Immunohistochemistry (IHC) and western blot assay of tumor tissues
After the mice were sacrificed, tumor tissues were excised and conducted IHC and western blot assay. IHC was conducted as previously described19. Tumor tissues were stained with anti-CSE antibody (1:300; cat. no. sc-365382). CSE-positive cells were photographed using a Nikon ECLIPSE Ci-L microscope and CSE-positive expression level was calculated as areal density = IOD/AREA, where IOD represents positive cumulative optical density values and AREA represents the pixel area of the organization. IOD and AREA were analyzed with the Image-pro plus 6.0 (Media Cybernetics, Inc., Rockville, MD, USA). Meanwhile, western blot was performed to detect the level of CSE and VEGF proteins in the tumor tissues. CSE mouse monoclonal antibody (1:100; cat. no. sc-365382, Santa Cruz Biotechnology, Inc.) and VEGF rabbit polyclonal antibody (1:1000; cat. no. 19003-1-AP, ProteinTech Group, Inc.) acted as the specific primary antibodies.
Statistical analysis
SPSS 17.0 software (SPSS, Inc., Chicago, IL, USA) was used for statistical analysis. The data are expressed as the means ± standard deviation.
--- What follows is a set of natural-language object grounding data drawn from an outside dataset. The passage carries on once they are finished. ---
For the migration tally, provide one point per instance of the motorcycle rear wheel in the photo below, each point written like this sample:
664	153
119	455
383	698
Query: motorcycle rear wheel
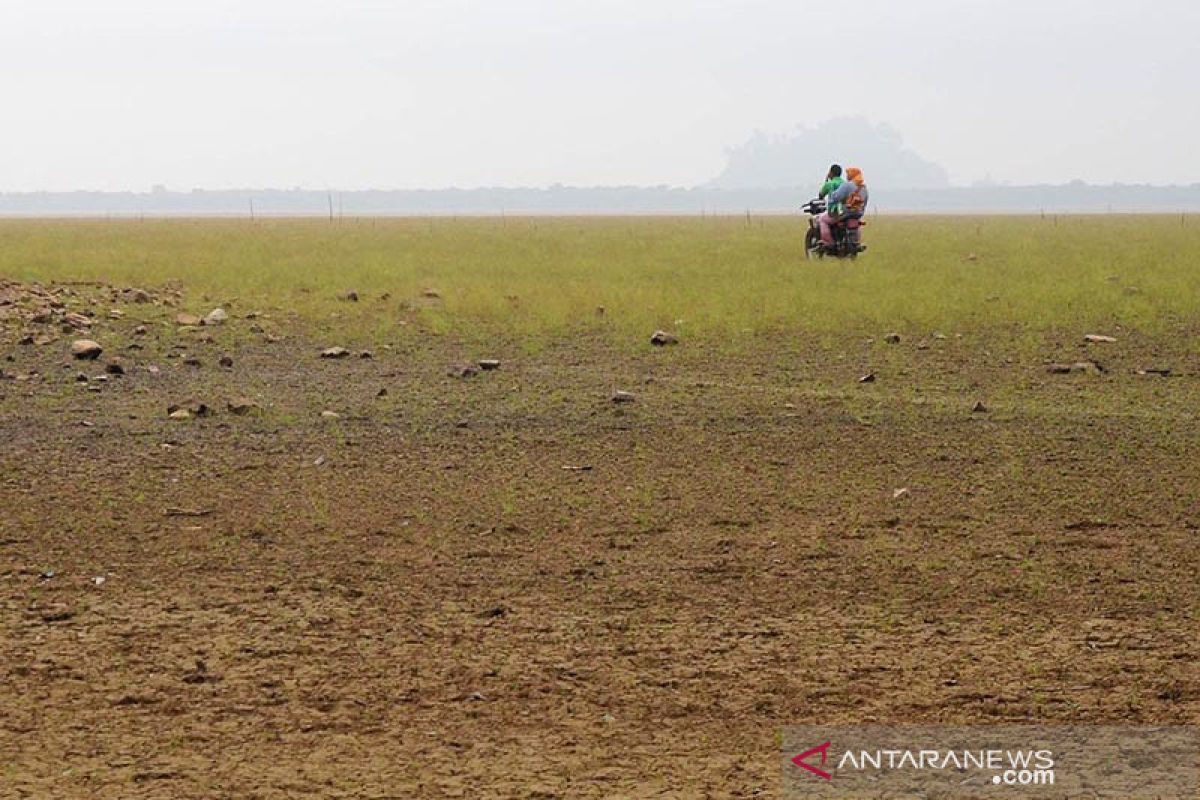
813	245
The differences between groups were analyzed using one-way analysis of variance followed by Bonferroni post hoc test. p < 0.05 was considered statistically significant.
Ethics approval
Animal experiments were approved by Biomedical Research Ethics Committee of Henan University (HUSOM-2018-320).
Consent for publication
All authors consent for publication.
Statement of animal experiments
All experimental procedures conformed to the guidelines of Care and Use of Laboratory Animals of China for animal experimentation. All animal handling methods were carried out in accordance with relevant guidelines and regulations. And the study was carried out in compliance with the ARRIVE guidelines.
Results
I194496 suppresses CSE/H2S system of TNBC cells
I194496 is a CSE inhibitor obtained by virtual screening based on the crystal structure of CSE protein, as described in our previous paper20. To confirm the inhibitory effect of I194496 on CSE, we firstly examined the direct inhibition of CSE by I194496 using the recombinant CSE protein and observed that I194496 possessed significant inhibitory activity against CSE protein with IC50 of 0.79 mM (Supplementary Fig. 1C). Then we detected the effect of I194496 on CSE protein concentration in breast cancer cells using the human CSE ELISA kit (Camilo Biological. Inc., Nanjing, China). The results showed that I194496 distinctly reduced the concentrations of CSE protein of MDA-MB-231 and MDA-MB-468 cells in a dose-dependent manner (Fig. 2A,B). Then we further confirmed the inhibitory effect of I194496 on CSE protein activity by the investigation of the production of H2S, and we found that I194496 significantly inhibited production of H2S in MDA-MB-231 and MDA-MB-468 cells (Fig. 2C,D). In addition, we also found that I194496 significantly decreased the protein and mRNA levels of CSE (Fig. 2E–H and Supplementary Fig. 1) in MDA-MB-231 and MDA-MB-468 cells, but I194496 did not affect the expression of CBS protein (Supplementary Fig. 2E–H) in MDA-MB-231 and MDA-MB-468 cells. The data together indicate that I194496 specifically suppresses the CSE/H2S system of TNBC cells. But PAG at the 40 μM concentration had no effect on the production of H2S and the concentrations of CSE protein as well as the expression level of CSE protein in TNBC cells (Fig. 2A–D and Supplementary Fig. 2A–D).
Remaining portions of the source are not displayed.